I dedicate this day to my dear friend (I'm sure you know who you are.) Today is actually a holiday....a bonified holiday called Awkward Moments Day. You can't make this stuff up. The awkward turtle ran all the way past India and is over on the west coast again.
It's strange that on awkward moment's day I actually feel awkward, or uneasy rather. Unsatisfied....? Nope none of these words are fitting. Possibly guilty? Yes....this could be it.
There is a boy who likes me. I don't return the feelings, my heart is entirely too wrapped up with someone completely different. Yet I love the attention.
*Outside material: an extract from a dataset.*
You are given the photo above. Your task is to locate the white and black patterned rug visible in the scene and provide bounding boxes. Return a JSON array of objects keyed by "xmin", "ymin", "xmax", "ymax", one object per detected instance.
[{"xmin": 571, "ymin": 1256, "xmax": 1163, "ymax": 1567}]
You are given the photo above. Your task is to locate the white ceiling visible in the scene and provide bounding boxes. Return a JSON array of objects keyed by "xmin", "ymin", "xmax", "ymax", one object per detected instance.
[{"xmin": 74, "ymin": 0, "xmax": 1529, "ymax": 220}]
I love having someone to think I'm pretty and amazing when the real boy I want attention from doesn't. Is this not selfish? Yes....guilt....that was definitely the emotion.
Why is it that I have such a hard time accepting the fact that Jesus loves me, all of me, and that's enough? Girls seriously? Why? I just don't understand how it isn't enough that the creator of the universe thinks I'm the bees knees and I have to have attention from other boys?
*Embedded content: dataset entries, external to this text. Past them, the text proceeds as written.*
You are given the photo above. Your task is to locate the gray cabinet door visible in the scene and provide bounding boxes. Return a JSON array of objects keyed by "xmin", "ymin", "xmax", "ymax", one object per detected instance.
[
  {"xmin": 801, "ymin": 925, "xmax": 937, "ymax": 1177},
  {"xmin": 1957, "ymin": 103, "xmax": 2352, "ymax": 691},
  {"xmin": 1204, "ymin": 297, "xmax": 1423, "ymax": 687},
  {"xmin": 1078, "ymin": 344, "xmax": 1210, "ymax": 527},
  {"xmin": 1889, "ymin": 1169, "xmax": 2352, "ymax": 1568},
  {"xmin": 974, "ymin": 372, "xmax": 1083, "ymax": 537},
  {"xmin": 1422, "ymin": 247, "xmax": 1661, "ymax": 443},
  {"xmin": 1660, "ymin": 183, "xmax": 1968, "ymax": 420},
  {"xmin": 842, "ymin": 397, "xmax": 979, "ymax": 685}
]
Jesus......Rai.......I don't know what else to say other than I'm sorry. We talked tonight about how you used Rahab even though she was a prostitute and a traitor. Maybe I'm not a prositutue, but I'm not loving this boy with Jesus love. That makes me sick to my stomach to think about. Use me even in my complete failur and selfishness and transform me into someone who loves your people well, not through any of my own love, but in love straight from you.
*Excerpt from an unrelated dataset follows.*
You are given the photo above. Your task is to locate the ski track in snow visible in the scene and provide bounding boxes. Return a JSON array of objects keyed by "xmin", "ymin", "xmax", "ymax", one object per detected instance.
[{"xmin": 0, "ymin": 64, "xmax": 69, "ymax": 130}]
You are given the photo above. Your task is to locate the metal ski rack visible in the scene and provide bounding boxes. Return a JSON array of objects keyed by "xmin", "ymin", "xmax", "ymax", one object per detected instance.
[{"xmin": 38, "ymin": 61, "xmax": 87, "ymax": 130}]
Maybe it's a good think I'm not doing the "boy fast" I was considering. Having to hand this stuff over to Jesus every day is helping me focus on what a big problem it is in my life. Maybe I wasn't meant to fast because that would make it too easy. I would just ignor the problem for a year. But this way I have to get up and face things in my life that aren't ok.
I love it when Jesus knows what he's doing.